Relationship experts often suggest that you should go on at least two dates with a would-be suitor (psychopaths aside) before dismissing them altogether. Perhaps the same is true of hotels. Plenty charm guests into falling in love with them at first sight, others quite clearly have the appeal of Freddy Kruger, but occasionally you come across a hotel that deserves a second chance. Such is the case with Marstrands Havshotell, which opened in January on the island of Koon, in western Sweden.
Part shiny new youth hostel, part yachtie hangout, it looks more like a ferry terminal than a hostelry from the entrance. The minimalist reception is not so much Scandinavian cool as just plain chilly – a collection of white chairs here, grey floor there and a long, shiny bar that operates both as check-in and saloon.
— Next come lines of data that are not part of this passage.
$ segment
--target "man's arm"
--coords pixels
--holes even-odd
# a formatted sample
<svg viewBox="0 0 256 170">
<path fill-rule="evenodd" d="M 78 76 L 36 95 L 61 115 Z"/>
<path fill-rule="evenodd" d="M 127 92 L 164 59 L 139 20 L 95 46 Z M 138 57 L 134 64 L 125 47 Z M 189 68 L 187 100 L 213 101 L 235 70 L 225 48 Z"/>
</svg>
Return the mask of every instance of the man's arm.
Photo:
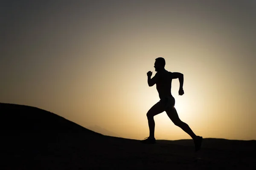
<svg viewBox="0 0 256 170">
<path fill-rule="evenodd" d="M 184 77 L 183 74 L 180 72 L 174 72 L 172 73 L 172 79 L 178 78 L 180 82 L 180 89 L 179 89 L 179 95 L 182 95 L 184 94 L 183 90 L 183 83 L 184 82 Z"/>
<path fill-rule="evenodd" d="M 152 78 L 151 78 L 151 75 L 148 75 L 148 86 L 150 87 L 153 86 L 157 83 L 158 80 L 159 75 L 158 73 L 156 73 L 155 76 Z"/>
</svg>

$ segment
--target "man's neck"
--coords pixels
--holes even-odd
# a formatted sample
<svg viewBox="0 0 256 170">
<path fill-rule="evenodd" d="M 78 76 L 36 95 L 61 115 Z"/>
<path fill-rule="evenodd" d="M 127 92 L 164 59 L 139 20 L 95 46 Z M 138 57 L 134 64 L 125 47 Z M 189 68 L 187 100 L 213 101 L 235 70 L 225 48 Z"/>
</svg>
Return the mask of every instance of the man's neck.
<svg viewBox="0 0 256 170">
<path fill-rule="evenodd" d="M 166 70 L 164 68 L 163 69 L 160 69 L 157 72 L 166 72 Z"/>
</svg>

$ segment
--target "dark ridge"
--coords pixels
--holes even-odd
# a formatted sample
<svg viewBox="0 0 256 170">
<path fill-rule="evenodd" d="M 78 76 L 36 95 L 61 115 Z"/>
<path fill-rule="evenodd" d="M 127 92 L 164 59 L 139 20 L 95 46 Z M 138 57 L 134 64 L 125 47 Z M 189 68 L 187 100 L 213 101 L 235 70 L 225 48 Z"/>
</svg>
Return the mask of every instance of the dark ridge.
<svg viewBox="0 0 256 170">
<path fill-rule="evenodd" d="M 2 130 L 38 132 L 84 132 L 96 135 L 53 113 L 37 107 L 0 103 L 0 127 Z"/>
<path fill-rule="evenodd" d="M 256 169 L 255 141 L 204 139 L 195 153 L 191 140 L 143 144 L 27 106 L 0 103 L 0 170 Z"/>
</svg>

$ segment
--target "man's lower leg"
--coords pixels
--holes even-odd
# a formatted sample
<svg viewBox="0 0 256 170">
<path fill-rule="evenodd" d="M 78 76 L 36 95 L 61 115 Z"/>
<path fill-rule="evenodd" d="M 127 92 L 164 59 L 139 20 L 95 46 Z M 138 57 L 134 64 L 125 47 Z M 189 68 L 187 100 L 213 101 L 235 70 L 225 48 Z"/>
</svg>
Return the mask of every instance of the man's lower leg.
<svg viewBox="0 0 256 170">
<path fill-rule="evenodd" d="M 155 123 L 153 118 L 148 118 L 148 127 L 149 128 L 149 138 L 154 138 Z"/>
<path fill-rule="evenodd" d="M 195 135 L 194 132 L 193 132 L 191 129 L 189 127 L 189 126 L 187 124 L 183 121 L 181 121 L 181 122 L 179 123 L 177 125 L 186 133 L 188 134 L 193 140 L 195 139 L 197 135 Z"/>
</svg>

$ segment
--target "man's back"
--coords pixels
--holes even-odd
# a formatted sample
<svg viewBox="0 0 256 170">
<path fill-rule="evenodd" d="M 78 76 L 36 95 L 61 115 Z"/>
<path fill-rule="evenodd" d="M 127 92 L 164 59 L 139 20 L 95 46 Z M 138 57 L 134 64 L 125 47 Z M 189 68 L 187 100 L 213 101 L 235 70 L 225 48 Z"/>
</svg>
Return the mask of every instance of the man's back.
<svg viewBox="0 0 256 170">
<path fill-rule="evenodd" d="M 171 89 L 172 73 L 164 70 L 157 72 L 157 74 L 158 78 L 156 84 L 160 98 L 172 95 Z"/>
</svg>

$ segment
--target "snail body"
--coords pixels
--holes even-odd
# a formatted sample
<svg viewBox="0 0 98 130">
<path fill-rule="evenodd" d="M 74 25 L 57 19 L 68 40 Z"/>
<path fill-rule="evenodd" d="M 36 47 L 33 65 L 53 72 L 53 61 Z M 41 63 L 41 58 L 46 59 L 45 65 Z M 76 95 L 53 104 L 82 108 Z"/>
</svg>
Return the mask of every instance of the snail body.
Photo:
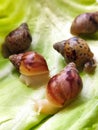
<svg viewBox="0 0 98 130">
<path fill-rule="evenodd" d="M 60 73 L 50 78 L 46 98 L 35 104 L 38 112 L 53 114 L 75 99 L 82 90 L 82 79 L 74 63 L 69 63 Z"/>
<path fill-rule="evenodd" d="M 27 50 L 32 42 L 27 23 L 21 24 L 12 30 L 5 38 L 5 45 L 11 54 L 22 53 Z"/>
<path fill-rule="evenodd" d="M 98 31 L 98 12 L 84 13 L 77 16 L 72 22 L 70 31 L 74 35 L 90 34 Z"/>
<path fill-rule="evenodd" d="M 43 77 L 43 80 L 49 78 L 49 69 L 46 60 L 36 52 L 30 51 L 14 54 L 11 55 L 9 59 L 21 73 L 21 79 L 24 80 L 27 85 L 35 81 L 41 82 L 41 77 Z"/>
<path fill-rule="evenodd" d="M 72 37 L 53 45 L 54 49 L 62 54 L 67 63 L 74 62 L 79 70 L 84 69 L 86 72 L 93 72 L 96 63 L 94 54 L 90 50 L 85 40 Z"/>
</svg>

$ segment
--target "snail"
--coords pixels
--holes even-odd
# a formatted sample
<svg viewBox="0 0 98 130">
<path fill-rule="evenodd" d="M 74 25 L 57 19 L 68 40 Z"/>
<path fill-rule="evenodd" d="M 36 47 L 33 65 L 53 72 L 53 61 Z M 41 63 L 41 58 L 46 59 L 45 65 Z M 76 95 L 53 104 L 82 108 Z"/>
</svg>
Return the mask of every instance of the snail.
<svg viewBox="0 0 98 130">
<path fill-rule="evenodd" d="M 62 54 L 67 63 L 74 62 L 79 70 L 85 70 L 87 73 L 94 72 L 96 61 L 85 40 L 72 37 L 55 43 L 53 47 Z"/>
<path fill-rule="evenodd" d="M 95 33 L 98 30 L 98 12 L 84 13 L 77 16 L 71 25 L 74 35 Z"/>
<path fill-rule="evenodd" d="M 20 79 L 26 85 L 41 85 L 49 79 L 46 60 L 37 52 L 29 51 L 9 56 L 9 60 L 20 72 Z"/>
<path fill-rule="evenodd" d="M 27 50 L 32 42 L 32 37 L 27 23 L 21 24 L 11 31 L 5 38 L 5 45 L 11 54 L 22 53 Z"/>
<path fill-rule="evenodd" d="M 38 113 L 54 114 L 71 103 L 81 92 L 82 79 L 75 63 L 69 63 L 61 72 L 50 78 L 46 86 L 46 97 L 35 101 Z"/>
</svg>

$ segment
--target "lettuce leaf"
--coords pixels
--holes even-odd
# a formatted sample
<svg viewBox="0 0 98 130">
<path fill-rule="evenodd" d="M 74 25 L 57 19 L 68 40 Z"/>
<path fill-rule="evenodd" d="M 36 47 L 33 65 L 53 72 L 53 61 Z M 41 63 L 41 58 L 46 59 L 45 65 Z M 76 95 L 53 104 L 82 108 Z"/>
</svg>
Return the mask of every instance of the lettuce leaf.
<svg viewBox="0 0 98 130">
<path fill-rule="evenodd" d="M 0 0 L 0 130 L 97 130 L 98 67 L 93 75 L 80 73 L 83 90 L 69 106 L 53 116 L 33 110 L 34 99 L 45 96 L 45 87 L 27 87 L 19 73 L 2 55 L 5 36 L 23 22 L 29 25 L 31 49 L 47 60 L 50 75 L 59 72 L 66 62 L 53 49 L 55 42 L 72 37 L 70 25 L 84 12 L 97 11 L 97 0 Z M 98 34 L 85 36 L 98 61 Z"/>
</svg>

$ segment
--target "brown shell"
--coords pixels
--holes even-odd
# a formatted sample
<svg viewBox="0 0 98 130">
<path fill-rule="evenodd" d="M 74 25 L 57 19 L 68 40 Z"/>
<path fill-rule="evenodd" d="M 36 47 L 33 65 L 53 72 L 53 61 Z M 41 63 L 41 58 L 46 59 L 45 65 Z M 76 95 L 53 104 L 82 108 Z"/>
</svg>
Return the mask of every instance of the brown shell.
<svg viewBox="0 0 98 130">
<path fill-rule="evenodd" d="M 64 55 L 69 62 L 73 61 L 77 67 L 83 66 L 93 58 L 93 53 L 83 39 L 74 37 L 66 40 L 64 45 Z"/>
<path fill-rule="evenodd" d="M 26 23 L 11 31 L 5 38 L 5 44 L 11 54 L 23 53 L 30 47 L 31 42 L 32 36 Z"/>
<path fill-rule="evenodd" d="M 93 59 L 93 53 L 86 41 L 78 37 L 58 42 L 54 44 L 54 48 L 64 56 L 68 63 L 74 62 L 78 68 L 83 68 L 85 63 Z"/>
<path fill-rule="evenodd" d="M 53 76 L 47 86 L 47 98 L 57 106 L 64 106 L 80 93 L 83 83 L 74 63 Z"/>
<path fill-rule="evenodd" d="M 71 25 L 74 35 L 95 33 L 98 30 L 98 12 L 84 13 L 77 16 Z"/>
<path fill-rule="evenodd" d="M 23 75 L 32 76 L 49 73 L 45 59 L 36 52 L 12 55 L 9 59 Z"/>
</svg>

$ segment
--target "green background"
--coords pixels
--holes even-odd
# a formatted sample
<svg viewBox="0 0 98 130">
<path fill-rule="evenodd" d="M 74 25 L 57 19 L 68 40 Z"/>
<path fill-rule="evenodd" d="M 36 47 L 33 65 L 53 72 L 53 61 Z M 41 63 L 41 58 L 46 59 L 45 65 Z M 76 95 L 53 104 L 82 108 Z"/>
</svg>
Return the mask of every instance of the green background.
<svg viewBox="0 0 98 130">
<path fill-rule="evenodd" d="M 2 55 L 5 36 L 27 22 L 31 50 L 45 57 L 53 76 L 66 66 L 53 44 L 72 37 L 70 26 L 77 15 L 97 9 L 97 0 L 0 0 L 0 130 L 98 130 L 98 67 L 93 75 L 80 73 L 80 96 L 50 116 L 33 110 L 34 99 L 44 98 L 46 85 L 27 87 Z M 98 33 L 83 38 L 98 62 Z"/>
</svg>

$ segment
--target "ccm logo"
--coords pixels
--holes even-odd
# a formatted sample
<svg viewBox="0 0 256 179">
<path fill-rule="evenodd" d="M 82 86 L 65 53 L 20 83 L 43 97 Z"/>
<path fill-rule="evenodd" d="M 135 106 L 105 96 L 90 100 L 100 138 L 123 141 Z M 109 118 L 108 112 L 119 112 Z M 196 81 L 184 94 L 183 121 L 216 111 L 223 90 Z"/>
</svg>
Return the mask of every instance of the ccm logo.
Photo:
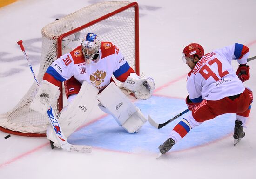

And, while the staff are friendly, on my visit the service was far from perfect; emails went unanswered and the reception desk was understaffed.
The hotel's website displays images of dreamy seaside holidays from yesteryear: photographs of ladders disappearing into the sea, toes crunching into seaweed and sweet little clapboard houses perched on a stony promontory are set against a soothing dove-grey background. Much is made of "breezes across your pillow" and "winding down with water and warmth". It all conveys the idea of a peaceful, homely seaside guesthouse, rather than a hangar-like new-build beside a large car park, on a shoreline limb.
All of which creates a similar effect to going on a blind date and discovering that your companion is 10 years older and several pounds heavier than had been expecting.
But resist the urge to shuffle back through the hotel's revolving door. When the sun breaks through the clouds, the huge waterside terrace has the potential to come alive, particularly when the surrounding harbour is packed with visiting yachts. And, while the hotel's restaurant, with its lost-in-translation name of Otto's Kok, is undeniably expensive (129Skr/£12.50 for a small bowl of nettle soup, 206Skr/£19.50 for a warm vegetable salad), the food is very good and the restaurant's philosophy sound: seasonal, locally sourced, modern Swedish cuisine.
Fresh flowers, chairs that nod to mid-century Danish inspiration, butter served on a little shell, and rope looped around napkins are reminders that Otto cares about the details.
One compelling reason to check in to Marstrands Havshotell is because it's set right by the ferry service to Marstrand island (you can buy a return ticket for 20Skr/£1.90, at reception). Every 15 minutes or so, boats make the five-minute journey to one of the prettiest towns on Sweden's west coast: a collection of pastel-painted wooden houses, New England-style interiors shops, sailing outfitters, cafés, bars and leafy squares. Dominating all is a hilltop fort, Carlsten (visible over the water from a few of the hotel's rooms).
The island town was founded by the Norwegians in the 13th century (the locals are said to have grown rich on herring after the king sought special permission from the Pope to allow them to fish on saints' days), but the signing of the Roskilde Peace Treaty in 1658 transferred it into Swedish hands. Two hundred or so years later, the fort that King Carl X duly commissioned was completed. Today, tourists are its only invaders. Marstrand is one of the biggest tourist attractions in the Gothenburg region (it's only 45km or so from the city) and has been since society bathers started making a beeline for it in the 19th century.
For those who prefer hiking to history, there are good walks to be had back on the mainland, as well as sailing, diving, kayaking and wildlife-watching trips.
The hotel's 98 rooms are rather corporate in style, though rendered in a tasteful, Scandinavian fashion. In a nod to the maritime location, the colour schemes are either blue and white or green and white, and the cosy woollen rugs wouldn't look out of place on a yacht. Bathrooms are kept simple and white. Some rooms come with baths as well as showers, and some have a view of the adjacent harbour, or the fort on Marstrand island. There is also one top-end suite, a frenzy of white leather with shiny black tiles in the bathroom.
Though the comfort rating is high, with great beds, powerful showers and free Wi-Fi, the frills are minimal. When I visited there were no minibars, no kettles or any official form of room service and no in-room information. However, the hotel has since introduced room service to guests who request it.
So it's a surprise to find a veritable temple to indulgence down in the basement (let's skip over the distinctly odd "greenhouse" guest lounge that's been stuffed with plants and iron furniture and planted at the top of the building). In this comprehensive modern spa with driftwood, rope and other nautical design details, you will find an indoor pool, indoor hot tubs, outdoor hot tubs and various saunas and steam rooms. And, with locally inspired spa treatments such as seaweed baths and soaks in salty hot tubs on offer, this is the one feature of the hotel that might attract more than just the conference crowd – or indeed island-hoppers.
Appearances can sometimes be deceptive.
Marstrands Havshotell, Varvskajen 2, Koon Island, Marstrand, Sweden (00 46 303 240 200;marstrandshavshotell.se).